This article is now maintained as a Wiki page at http://wiki.multimedia.cx/index.php?title=Quantization.
I have never quite understood what is so hard about quantization. Maybe I am missing something but it seems to be primarily a matter of division (for quantization) and multiplication (for dequantization, a.k.a. requantization).
This type of quantization is also referred to as scalar quantization, as opposed to vector quantization which is a topic for another article. Most references I have ever read describe quantization in an impossibly abstract manner. Implementation-wise, quantizing a number usually boils down to this:
original_number / quantization_factor = quantized_number
Dequantization entails the following operation:
quantized_number * quantization_factor = original_number (or, hopefully, some close approximation of original_number)
Basic division and multiplication. In doing so, the numerical precision is effectively reduced. If a particular number has a range of 0..499, there are 500 possible numbers. But if the number is quantized (divided by) 5, the quantized numbers will only range from 0..99 for a total of 100 possible numbers. Dequantizing (multiplying) will also mean that there are still only 100 possible numbers:
0 5 10 15 20 25 30 … 485 490 495
Let’s look a string of numbers that might be quantized in practice:
83 13 21 5 4 2 1 5 6 2 1 2 2 1 3 1
Let’s apply a quantization factor of 5. Thus, we divide each number by 5 and throw away the remainder:
16 2 4 1 0 0 0 1 1 0 0 0 0 0 0 0
Let’s examine what just happened. First, the numbers all got a lot smaller. Remember from the differential coding article that smaller numbers require less information to code. Not only that, a bunch of the numbers turned into zeros. Recall the RLE article’s mention of run-level coding. This is precisely where it comes into play.
During dequantization, the quantization factor is multiplied by each number and we get:
80 10 20 5 0 0 0 5 5 0 0 0 0 0 0 0
Hmm… the original string was this:
83 13 21 5 4 2 1 5 6 2 1 2 2 1 3 1
Something happened. Namely, we lost information during the coding process. Multimedia compression algorithms are often lossy in order to achieve greater compression than they could with a lossless algorithm. Guess what? Quantization is where a lot of that fabled information loss occurs. In fact, have you ever seen multimedia compressors which allow you to configure “how much compression” you want? This is where that configurability usually matters. By making the quantization factor (i.e., divisor) larger, the quantized numbers get smaller, more numbers turn into zeros, and more overall information is lost (and more compression is achieved).
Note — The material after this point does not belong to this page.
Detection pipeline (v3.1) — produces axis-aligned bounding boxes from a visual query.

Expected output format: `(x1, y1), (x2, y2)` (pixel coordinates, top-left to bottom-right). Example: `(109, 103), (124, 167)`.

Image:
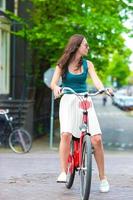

While it is possible to quantize a string of numbers using just one quantization factor– and certain codecs do this– it is much more common for a codec to use a string of quantization factors, one for each of the numbers in the string to be quantized or dequantized. These strings will typically be referred to as either vectors or matrices. Using an entire quantizer vector or matrix, it is possible to throw away more information for the numbers that do not have as much effect. In our example string (let’s call it a vector now):
83 13 21 5 4 2 1 5 6 2 1 2 2 1 3 1
Note that the beginning numbers are much larger than the numbers at the end. This is often the case in situations where quantization is to be applied. The beginning numbers are more important and the numbers decrease in significance through the vector. Thus, smaller quantizers can be applied at the start of the vector, and larger quantizers can be applied at the end. For example:
2 2 2 2 3 3 3 4 4 4 5 6 7 8 9 10 11 12
In this example, the first 3 numbers will be quantized to:
41 6 10
and dequantized to:
82 12 20
which is a little more accurate than:
80 10 20
which we got when we used the uniform quantizer of 5.
Much multimedia compression research is focused on quantization patterns and how to apply them in such a way as to throw away just the right amount of information but not too much. As mentioned before, some codecs apply a uniform quantizer everywhere and some apply quantization vectors or matrices. Many codecs define different quantization matrices depending on which video plane is being operated upon. Some codecs encode information in a compressed video frame’s header to adjust quantizer matrices on each frame. Some codecs go even further to be able to adjust the quantization scheme on particular areas of the video frame.
Further Reading:
I love this explanation. It is very easy to understand and all of a sudden quantization factors and matrices make totally sense :-) This simple explanation helped me to understand how JPEG compression works. Together with the knowledge how a Discrete Cosine Transform works and how to interpret the transformed data, it also makes sense how JPEG can actually easily remove some image details , without making that loss too obvious for our eyes. Thanks a lot for that!
Good explanation. Helped me understand WeBP codec by Google.